Scendiamo a cena e come mio solito mi posiziono a capotavola, mentre Daniel è alla mia sinistra e mia madre e mia sorella alla mia destra. Prontamente ci viene posato davanti un piatto stracolmo di pasta al pomodoro, il gustosissimo e prelibato sugo che solo mia madre è in grado di fare così, ma che in questo momento non ho per niente voglia di assaporare.
Prendo tra le dita la forchetta e mi sforzo di mangiare. La mia famiglia e Daniel stanno intrattenendo una conversazione della quale però io non capisco nulla. Non sento ciò che mia madre sta chiedendo e non percepisco nemmeno le risposte di Daniel. Sono troppo immersa nei miei pensieri infausti per ascoltarli. Faccio per portarmi alla bocca la forchetta, per l'ennesima volta, ma la lascio cadere nel piatto rumorosamente tanto che i tre mi guardano esterrefatti.

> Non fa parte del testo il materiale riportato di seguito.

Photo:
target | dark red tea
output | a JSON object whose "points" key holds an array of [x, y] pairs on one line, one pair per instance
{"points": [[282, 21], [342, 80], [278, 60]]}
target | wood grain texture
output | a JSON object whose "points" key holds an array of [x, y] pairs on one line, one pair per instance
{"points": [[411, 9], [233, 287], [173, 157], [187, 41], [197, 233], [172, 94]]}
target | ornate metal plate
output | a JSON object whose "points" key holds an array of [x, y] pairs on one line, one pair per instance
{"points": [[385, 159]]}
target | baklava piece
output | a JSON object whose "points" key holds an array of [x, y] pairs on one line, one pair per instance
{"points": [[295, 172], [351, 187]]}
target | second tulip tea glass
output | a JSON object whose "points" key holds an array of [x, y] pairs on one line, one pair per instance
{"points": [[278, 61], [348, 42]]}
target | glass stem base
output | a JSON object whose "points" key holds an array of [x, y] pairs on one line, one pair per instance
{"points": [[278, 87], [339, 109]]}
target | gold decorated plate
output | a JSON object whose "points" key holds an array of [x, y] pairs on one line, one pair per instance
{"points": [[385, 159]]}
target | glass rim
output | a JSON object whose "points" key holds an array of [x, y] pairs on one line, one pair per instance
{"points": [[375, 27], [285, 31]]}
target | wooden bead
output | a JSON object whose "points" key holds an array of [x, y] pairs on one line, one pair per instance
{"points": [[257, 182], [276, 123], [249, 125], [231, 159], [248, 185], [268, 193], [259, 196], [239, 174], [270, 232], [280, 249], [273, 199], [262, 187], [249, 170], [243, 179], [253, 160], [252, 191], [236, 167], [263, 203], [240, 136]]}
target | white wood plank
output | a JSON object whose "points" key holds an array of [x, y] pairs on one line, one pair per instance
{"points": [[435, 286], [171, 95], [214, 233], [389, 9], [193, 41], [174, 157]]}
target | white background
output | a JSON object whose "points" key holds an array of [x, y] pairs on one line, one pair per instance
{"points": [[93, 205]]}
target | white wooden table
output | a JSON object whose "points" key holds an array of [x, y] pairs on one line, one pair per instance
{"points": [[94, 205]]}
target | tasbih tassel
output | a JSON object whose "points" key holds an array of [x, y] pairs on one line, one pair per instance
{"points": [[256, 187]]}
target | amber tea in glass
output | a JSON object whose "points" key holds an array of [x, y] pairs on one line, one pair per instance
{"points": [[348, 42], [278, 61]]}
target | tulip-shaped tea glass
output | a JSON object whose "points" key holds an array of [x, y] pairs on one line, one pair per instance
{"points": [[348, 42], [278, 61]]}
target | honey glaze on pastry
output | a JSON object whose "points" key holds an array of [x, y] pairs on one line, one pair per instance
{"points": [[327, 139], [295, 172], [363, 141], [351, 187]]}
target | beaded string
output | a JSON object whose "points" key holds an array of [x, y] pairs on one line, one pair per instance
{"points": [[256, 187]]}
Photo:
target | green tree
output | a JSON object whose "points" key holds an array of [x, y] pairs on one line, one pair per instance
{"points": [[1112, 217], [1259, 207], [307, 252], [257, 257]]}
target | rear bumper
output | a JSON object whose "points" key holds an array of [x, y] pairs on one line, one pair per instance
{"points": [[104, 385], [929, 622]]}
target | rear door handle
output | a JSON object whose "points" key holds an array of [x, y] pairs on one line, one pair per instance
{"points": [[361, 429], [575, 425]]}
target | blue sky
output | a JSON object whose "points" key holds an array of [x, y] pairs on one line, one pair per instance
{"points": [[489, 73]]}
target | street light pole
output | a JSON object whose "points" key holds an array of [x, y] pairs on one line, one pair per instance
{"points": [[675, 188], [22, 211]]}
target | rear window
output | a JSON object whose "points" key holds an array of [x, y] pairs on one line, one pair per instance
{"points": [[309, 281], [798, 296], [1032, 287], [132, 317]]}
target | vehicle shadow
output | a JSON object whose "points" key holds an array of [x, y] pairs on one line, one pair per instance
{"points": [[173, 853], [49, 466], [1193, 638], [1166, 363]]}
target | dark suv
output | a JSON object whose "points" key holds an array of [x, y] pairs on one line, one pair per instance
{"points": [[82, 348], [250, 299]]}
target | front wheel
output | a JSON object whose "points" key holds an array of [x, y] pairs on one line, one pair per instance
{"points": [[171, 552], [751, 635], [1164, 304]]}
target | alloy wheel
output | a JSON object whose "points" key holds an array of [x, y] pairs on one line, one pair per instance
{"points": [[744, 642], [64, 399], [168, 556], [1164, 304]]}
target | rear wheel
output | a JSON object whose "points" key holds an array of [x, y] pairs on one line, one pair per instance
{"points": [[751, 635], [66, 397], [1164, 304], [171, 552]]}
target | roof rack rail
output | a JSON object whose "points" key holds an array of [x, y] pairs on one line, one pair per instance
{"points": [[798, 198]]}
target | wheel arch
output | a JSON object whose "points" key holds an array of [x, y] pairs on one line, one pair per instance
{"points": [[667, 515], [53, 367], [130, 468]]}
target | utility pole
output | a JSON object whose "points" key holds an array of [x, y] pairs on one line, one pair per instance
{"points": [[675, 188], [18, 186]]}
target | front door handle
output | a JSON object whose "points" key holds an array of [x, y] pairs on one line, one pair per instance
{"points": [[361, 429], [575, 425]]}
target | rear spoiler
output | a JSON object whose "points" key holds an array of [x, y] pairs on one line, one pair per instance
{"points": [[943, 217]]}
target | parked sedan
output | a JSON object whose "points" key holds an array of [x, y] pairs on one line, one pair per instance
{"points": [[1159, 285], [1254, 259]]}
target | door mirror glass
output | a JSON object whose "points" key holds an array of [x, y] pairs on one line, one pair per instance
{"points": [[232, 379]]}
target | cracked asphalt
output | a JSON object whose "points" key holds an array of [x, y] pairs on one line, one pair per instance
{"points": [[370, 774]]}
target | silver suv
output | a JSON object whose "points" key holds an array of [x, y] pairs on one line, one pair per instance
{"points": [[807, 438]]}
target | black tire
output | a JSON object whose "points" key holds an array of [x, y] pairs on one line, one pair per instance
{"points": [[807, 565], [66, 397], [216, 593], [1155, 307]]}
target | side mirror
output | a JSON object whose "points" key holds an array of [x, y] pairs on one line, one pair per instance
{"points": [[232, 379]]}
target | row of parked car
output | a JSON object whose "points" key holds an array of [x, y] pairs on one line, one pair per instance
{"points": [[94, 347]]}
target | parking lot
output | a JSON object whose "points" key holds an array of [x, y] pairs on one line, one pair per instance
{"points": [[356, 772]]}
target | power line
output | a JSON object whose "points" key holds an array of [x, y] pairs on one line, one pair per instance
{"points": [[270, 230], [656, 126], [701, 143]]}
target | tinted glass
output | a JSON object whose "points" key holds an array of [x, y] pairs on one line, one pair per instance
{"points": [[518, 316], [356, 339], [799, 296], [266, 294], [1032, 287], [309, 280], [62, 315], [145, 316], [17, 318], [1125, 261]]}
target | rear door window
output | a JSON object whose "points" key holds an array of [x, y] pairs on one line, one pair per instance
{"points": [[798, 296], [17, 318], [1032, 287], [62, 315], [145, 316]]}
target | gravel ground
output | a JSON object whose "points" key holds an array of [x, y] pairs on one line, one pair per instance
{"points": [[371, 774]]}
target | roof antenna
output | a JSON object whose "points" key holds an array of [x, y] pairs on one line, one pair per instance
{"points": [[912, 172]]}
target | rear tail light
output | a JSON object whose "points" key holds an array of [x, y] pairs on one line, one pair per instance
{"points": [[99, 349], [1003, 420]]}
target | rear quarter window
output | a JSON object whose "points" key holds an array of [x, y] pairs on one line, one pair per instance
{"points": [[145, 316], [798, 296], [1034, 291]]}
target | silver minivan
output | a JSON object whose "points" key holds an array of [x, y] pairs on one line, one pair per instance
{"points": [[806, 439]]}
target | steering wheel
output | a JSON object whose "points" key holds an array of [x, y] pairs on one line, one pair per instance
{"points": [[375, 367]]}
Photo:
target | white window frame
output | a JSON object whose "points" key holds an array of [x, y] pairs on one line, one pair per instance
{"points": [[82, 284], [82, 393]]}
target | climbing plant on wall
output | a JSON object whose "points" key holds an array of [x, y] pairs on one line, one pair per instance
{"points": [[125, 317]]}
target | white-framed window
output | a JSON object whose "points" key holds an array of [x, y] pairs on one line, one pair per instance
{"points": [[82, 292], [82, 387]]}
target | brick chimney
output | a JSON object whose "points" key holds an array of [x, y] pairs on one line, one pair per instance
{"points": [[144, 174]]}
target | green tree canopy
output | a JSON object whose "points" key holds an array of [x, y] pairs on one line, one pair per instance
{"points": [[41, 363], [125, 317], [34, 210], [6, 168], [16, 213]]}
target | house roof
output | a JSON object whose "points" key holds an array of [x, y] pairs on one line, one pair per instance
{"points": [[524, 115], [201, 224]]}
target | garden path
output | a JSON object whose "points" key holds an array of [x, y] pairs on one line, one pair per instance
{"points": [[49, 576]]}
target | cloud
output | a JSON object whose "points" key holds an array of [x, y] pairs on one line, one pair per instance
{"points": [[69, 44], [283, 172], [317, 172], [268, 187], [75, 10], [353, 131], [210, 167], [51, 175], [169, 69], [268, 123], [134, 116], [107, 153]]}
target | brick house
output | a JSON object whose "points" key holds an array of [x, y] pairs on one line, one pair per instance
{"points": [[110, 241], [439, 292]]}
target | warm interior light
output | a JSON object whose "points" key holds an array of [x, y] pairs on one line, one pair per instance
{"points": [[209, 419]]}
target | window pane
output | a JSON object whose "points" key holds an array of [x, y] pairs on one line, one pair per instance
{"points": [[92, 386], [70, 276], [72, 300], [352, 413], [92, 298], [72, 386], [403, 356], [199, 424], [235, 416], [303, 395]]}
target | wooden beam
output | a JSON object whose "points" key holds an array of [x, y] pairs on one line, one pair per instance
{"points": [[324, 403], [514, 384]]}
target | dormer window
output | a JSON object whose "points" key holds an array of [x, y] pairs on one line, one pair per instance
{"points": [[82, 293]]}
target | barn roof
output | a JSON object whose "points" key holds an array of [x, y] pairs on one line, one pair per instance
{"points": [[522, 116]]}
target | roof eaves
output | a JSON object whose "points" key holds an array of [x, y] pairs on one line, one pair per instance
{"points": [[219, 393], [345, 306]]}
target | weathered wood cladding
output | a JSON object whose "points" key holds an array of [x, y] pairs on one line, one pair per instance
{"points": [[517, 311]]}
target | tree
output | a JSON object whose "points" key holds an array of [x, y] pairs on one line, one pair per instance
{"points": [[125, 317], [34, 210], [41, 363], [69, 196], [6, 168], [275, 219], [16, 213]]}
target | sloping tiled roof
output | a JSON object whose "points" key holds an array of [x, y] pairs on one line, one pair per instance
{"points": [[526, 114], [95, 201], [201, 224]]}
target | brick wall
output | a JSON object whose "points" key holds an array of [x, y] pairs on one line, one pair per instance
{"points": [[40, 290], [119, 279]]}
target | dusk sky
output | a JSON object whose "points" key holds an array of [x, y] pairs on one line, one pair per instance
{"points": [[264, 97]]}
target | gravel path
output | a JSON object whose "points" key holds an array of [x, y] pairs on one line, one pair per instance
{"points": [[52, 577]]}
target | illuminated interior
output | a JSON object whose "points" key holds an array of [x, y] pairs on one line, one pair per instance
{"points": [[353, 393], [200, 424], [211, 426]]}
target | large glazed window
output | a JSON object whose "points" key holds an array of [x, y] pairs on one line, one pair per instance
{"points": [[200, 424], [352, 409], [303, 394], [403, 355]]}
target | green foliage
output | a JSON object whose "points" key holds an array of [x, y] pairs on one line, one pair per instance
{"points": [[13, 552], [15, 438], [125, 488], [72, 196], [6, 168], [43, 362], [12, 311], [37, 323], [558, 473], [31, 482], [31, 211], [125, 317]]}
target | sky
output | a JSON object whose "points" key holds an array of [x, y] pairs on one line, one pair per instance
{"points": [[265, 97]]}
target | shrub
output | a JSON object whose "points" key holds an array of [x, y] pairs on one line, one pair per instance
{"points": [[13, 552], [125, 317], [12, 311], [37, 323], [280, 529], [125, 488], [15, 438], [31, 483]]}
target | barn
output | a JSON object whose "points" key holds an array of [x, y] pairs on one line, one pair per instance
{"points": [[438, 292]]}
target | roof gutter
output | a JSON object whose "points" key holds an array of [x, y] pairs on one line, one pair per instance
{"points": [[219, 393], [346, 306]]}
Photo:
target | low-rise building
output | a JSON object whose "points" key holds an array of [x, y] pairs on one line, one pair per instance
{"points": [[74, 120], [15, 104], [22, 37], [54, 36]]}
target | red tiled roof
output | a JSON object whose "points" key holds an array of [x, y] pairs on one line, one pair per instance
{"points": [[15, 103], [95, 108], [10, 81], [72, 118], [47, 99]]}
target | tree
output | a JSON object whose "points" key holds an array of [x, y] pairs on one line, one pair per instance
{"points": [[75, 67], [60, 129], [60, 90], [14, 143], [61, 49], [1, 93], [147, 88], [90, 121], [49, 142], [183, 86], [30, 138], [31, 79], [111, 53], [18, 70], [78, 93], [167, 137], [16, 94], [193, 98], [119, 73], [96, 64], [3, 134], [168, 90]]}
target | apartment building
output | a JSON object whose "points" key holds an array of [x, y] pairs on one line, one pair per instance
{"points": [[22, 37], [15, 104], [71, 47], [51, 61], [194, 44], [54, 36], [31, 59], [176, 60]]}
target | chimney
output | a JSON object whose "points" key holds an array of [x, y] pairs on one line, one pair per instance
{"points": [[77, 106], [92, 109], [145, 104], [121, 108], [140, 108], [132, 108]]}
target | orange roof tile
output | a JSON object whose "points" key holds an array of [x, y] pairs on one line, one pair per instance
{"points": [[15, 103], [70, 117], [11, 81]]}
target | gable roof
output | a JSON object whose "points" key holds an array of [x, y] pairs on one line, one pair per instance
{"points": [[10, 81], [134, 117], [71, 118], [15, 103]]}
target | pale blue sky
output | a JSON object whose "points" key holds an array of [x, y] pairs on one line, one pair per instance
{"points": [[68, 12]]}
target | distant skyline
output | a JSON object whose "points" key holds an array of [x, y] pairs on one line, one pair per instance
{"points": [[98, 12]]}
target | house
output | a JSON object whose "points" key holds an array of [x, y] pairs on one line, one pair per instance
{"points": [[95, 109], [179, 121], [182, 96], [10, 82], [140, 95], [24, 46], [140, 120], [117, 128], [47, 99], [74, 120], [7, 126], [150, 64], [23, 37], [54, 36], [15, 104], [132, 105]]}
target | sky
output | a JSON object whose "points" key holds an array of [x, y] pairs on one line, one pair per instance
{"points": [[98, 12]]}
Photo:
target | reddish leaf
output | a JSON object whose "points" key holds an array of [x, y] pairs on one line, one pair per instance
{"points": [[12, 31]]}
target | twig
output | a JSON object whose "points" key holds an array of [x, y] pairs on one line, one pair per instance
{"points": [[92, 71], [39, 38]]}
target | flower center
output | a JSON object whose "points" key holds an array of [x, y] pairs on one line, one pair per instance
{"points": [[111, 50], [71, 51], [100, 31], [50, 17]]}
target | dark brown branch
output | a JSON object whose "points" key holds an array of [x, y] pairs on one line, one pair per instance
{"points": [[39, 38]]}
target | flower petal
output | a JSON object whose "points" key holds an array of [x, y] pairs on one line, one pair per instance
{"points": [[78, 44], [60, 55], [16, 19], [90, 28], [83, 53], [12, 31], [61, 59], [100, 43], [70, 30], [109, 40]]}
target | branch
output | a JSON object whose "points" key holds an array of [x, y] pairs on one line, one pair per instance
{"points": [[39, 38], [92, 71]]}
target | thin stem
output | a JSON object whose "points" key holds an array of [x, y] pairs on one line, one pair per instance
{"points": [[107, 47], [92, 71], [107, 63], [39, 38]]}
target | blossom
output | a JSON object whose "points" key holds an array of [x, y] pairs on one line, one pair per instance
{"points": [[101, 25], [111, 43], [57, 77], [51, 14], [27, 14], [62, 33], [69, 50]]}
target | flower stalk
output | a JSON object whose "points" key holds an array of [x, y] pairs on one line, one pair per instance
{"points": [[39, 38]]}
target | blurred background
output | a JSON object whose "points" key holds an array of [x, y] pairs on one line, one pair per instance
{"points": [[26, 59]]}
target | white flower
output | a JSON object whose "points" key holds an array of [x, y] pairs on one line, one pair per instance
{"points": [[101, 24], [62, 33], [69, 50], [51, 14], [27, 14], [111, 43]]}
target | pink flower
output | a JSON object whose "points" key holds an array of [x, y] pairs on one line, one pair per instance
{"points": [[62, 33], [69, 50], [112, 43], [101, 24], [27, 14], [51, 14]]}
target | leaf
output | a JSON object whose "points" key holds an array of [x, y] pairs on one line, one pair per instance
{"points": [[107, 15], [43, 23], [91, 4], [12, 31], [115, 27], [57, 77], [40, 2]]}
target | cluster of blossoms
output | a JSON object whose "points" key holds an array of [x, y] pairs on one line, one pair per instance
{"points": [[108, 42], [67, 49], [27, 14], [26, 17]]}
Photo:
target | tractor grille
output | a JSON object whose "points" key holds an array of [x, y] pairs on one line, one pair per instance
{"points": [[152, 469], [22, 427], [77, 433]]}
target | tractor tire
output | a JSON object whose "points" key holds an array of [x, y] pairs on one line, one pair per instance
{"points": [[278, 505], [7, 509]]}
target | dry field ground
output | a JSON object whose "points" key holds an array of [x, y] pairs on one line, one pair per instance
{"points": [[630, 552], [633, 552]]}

Sono arrabbiata con mia madre che se ne è bellamente fregata della mia opinione riguardo l'arrivo di Daniel; sono arrabbiata con Daniel perché non capisce ciò che ho passato e che sto passando.
Mi alzo dalla sedia e corro in camera mia. E li sbatto la porta chiudendola. Mi siedo sul letto a gambe conserte e neanche io so cosa fare o dire o pensare, se piangere o meno...
Porgo il mio sguardo alla porta quando sento dei battiti delicati contro di essa. Fingerei se dicessi che non so chi possa essere, mia madre o Elettra, perché so perfettamente che non è nessuna delle due.
Daniel apre leggermente la porta e guarda nella stanza attraverso lo spiraglio. Esita ad entrare, quasi abbia paura di me o di rovinare quel poco di dolcezza che mi è rimasto.
Non ho il coraggio di guardarlo negli occhi, perché vedrebbe solo sofferenza.
Si siede delicatamente accanto a me sul materasso, ma non accenna ad un singolo suono e di certo non sarò io la prima a parlare.
«Ti va di continuare il discorso di poco prima?»
Annuisco lentamente guardando fuori dalla finestra.
«Vorrei che capissi, Daniel, quanto sia stato difficile per me perdere mio padre a 10 anni...»
Daniel continua a fissarmi in religioso silenzio. Ora so che è pronto ad ascoltarmi, non come poco prima.
«Nel giro di qualche giorno mia madre si è trovata sola con due bambine da crescere. Io ormai ero grande, abbastanza almeno da fare le mie cose da sola, ma mia sorella no. Aveva solo tre anni e...»
Mi asciugo con il dorso della mano la lacrima che mi sta rigando la guancia.
Mi alzo di scatto e mi avvicino alla scrivania. Apro un cassetto e sepolta da qualche parte dovrebbe esserci una foto incorniciata.
La mostro a Daniel e lui la guarda attentamente.
«Questa l'abbiamo scattata il giorno prima che partisse per la missione fatale. Voleva sempre avere una nostra foto recente, così da poterci parlare nonostante la lontananza.»
Nei primi periodi ho odiato quella foto, avrei voluto che non fosse mai successo. Avevo solo dieci anni, ma con il tempo la rabbia si è trasformata in comprensione e passavo le sere prima di addormentarmi a parlare con l'immagine di mio padre. Fino a che non ho deciso di nasconderla, dentro a un cassetto, sepolta dalle cartacce: mi ricordava troppo il passato.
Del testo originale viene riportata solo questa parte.